Pensez-y de cette façon : au lieu de demander à l’IA « d’écrire une fonction », vous lui demandez maintenant de « déboguer cette base de code, d’identifier le goulot d’étranglement des performances et de mettre en œuvre une solution » – et elle peut réellement le faire.
L’effet « pantoufle de verre »
L’une des conclusions les plus fascinantes de l’étude concerne la fidélisation des utilisateurs. Les chercheurs ont découvert ce qu’ils appellent l’effet « Pantoufle de verre » de Cendrillon, un phénomène dans lequel les modèles d’IA qui sont « les premiers à résoudre » un problème critique fidélisent durablement les utilisateurs.
Lorsqu’un modèle récemment lancé correspond parfaitement à un besoin jusqu’alors non satisfait – la métaphorique « pantoufle de verre » – les premiers utilisateurs restent beaucoup plus longtemps que les adoptants ultérieurs. Par exemple, la cohorte de juin 2025 du Gemini 2.5 Pro de Google a retenu environ 40 % des utilisateurs au cinquième mois, soit un chiffre nettement plus élevé que les cohortes ultérieures.
Cela remet en question les idées reçues sur la concurrence en matière d’IA. Être le premier compte, mais être le premier à résoudre un problème de grande valeur crée un avantage concurrentiel durable. Les utilisateurs intègrent ces modèles dans leurs flux de travail, ce qui rend le changement coûteux à la fois techniquement et comportementalement.
Le coût n’a pas d’importance (autant qu’on pourrait le penser)
Peut-être contre-intuitivement, l’étude révèle que l’utilisation de l’IA est relativement inélastique au prix. Une baisse de prix de 10 % correspond à seulement une augmentation d’environ 0,5 à 0,7 % de l’utilisation.
Les modèles premium d’Anthropic et OpenAI coûtent entre 2 et 35 $ par million de jetons tout en maintenant une utilisation élevée, tandis que les options budgétaires comme DeepSeek et Gemini Flash de Google atteignent une échelle similaire à moins de 0,40 $ par million de jetons. Les deux cohabitent avec succès.
« Le marché du LLM ne semble pas encore se comporter comme une marchandise », conclut le rapport. « Les utilisateurs équilibrent le coût avec la qualité du raisonnement, la fiabilité et l’étendue des capacités. »
Cela signifie que l’IA n’est pas devenue une course vers le bas en matière de prix. La qualité, la fiabilité et les capacités exigent toujours des primes, du moins pour le moment.
Ce que cela signifie pour l’avenir
L’étude OpenRouter dresse un tableau de l’utilisation réelle de l’IA bien plus nuancé que ne le suggèrent les récits de l’industrie. Oui, l’IA transforme la programmation et le travail professionnel. Mais cela crée également des catégories entièrement nouvelles d’interaction homme-machine à travers les jeux de rôle et les applications créatives.
Le marché se diversifie géographiquement, la Chine émergeant comme une force majeure.

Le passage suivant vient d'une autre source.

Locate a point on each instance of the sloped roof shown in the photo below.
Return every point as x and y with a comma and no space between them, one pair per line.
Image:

La technologie évolue d’une simple génération de texte à un raisonnement complexe en plusieurs étapes. Et la fidélité des utilisateurs dépend moins du fait d’être le premier sur le marché que du fait d’être le premier à véritablement résoudre un problème.

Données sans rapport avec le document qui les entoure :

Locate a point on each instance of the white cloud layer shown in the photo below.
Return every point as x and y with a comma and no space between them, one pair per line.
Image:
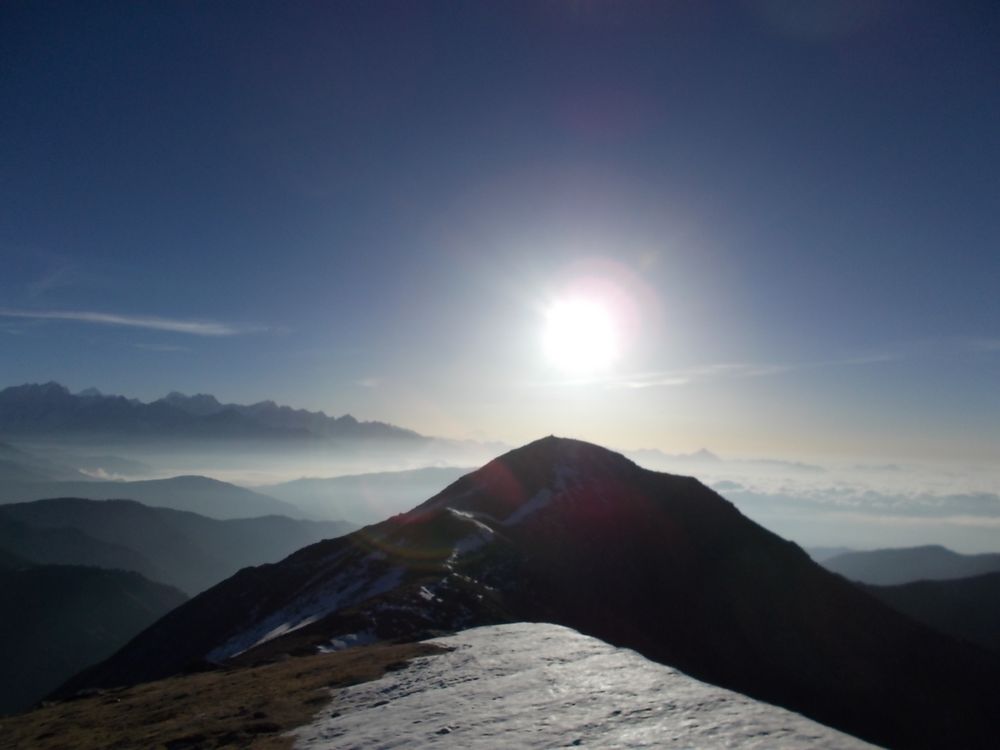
192,327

Comme le note le rapport, « la manière dont les gens utilisent les LLM ne correspond pas toujours aux attentes et varie considérablement d’un pays à l’autre, d’un État à l’autre, d’un cas d’utilisation à l’autre ».

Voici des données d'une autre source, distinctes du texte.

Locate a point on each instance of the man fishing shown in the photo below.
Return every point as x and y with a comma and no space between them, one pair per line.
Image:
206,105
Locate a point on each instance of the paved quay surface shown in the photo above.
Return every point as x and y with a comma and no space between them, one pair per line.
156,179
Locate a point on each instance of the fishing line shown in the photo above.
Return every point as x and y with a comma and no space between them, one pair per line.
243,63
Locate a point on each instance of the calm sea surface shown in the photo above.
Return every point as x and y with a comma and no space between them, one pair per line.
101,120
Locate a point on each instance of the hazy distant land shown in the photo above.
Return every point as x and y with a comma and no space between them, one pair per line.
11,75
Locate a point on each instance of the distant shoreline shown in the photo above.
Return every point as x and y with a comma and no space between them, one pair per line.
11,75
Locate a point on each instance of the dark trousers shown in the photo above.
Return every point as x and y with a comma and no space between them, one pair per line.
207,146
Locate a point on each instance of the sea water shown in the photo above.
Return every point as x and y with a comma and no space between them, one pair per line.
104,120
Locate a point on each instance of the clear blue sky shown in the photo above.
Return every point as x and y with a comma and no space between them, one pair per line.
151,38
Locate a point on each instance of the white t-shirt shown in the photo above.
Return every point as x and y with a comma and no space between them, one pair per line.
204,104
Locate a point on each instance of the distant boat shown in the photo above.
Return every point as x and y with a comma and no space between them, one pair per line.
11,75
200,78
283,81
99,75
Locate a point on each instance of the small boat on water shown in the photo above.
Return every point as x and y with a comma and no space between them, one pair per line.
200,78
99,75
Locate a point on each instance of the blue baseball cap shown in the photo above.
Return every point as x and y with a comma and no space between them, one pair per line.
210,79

Comprendre ces modèles du monde réel (et pas seulement les scores de référence ou les allégations marketing) sera crucial à mesure que l’IA s’intègre davantage dans la vie quotidienne. L’écart entre la façon dont nous pensons que l’IA est utilisée et la manière dont elle est réellement utilisée est plus grand que la plupart ne le pensent. Cette étude contribue à combler cet écart.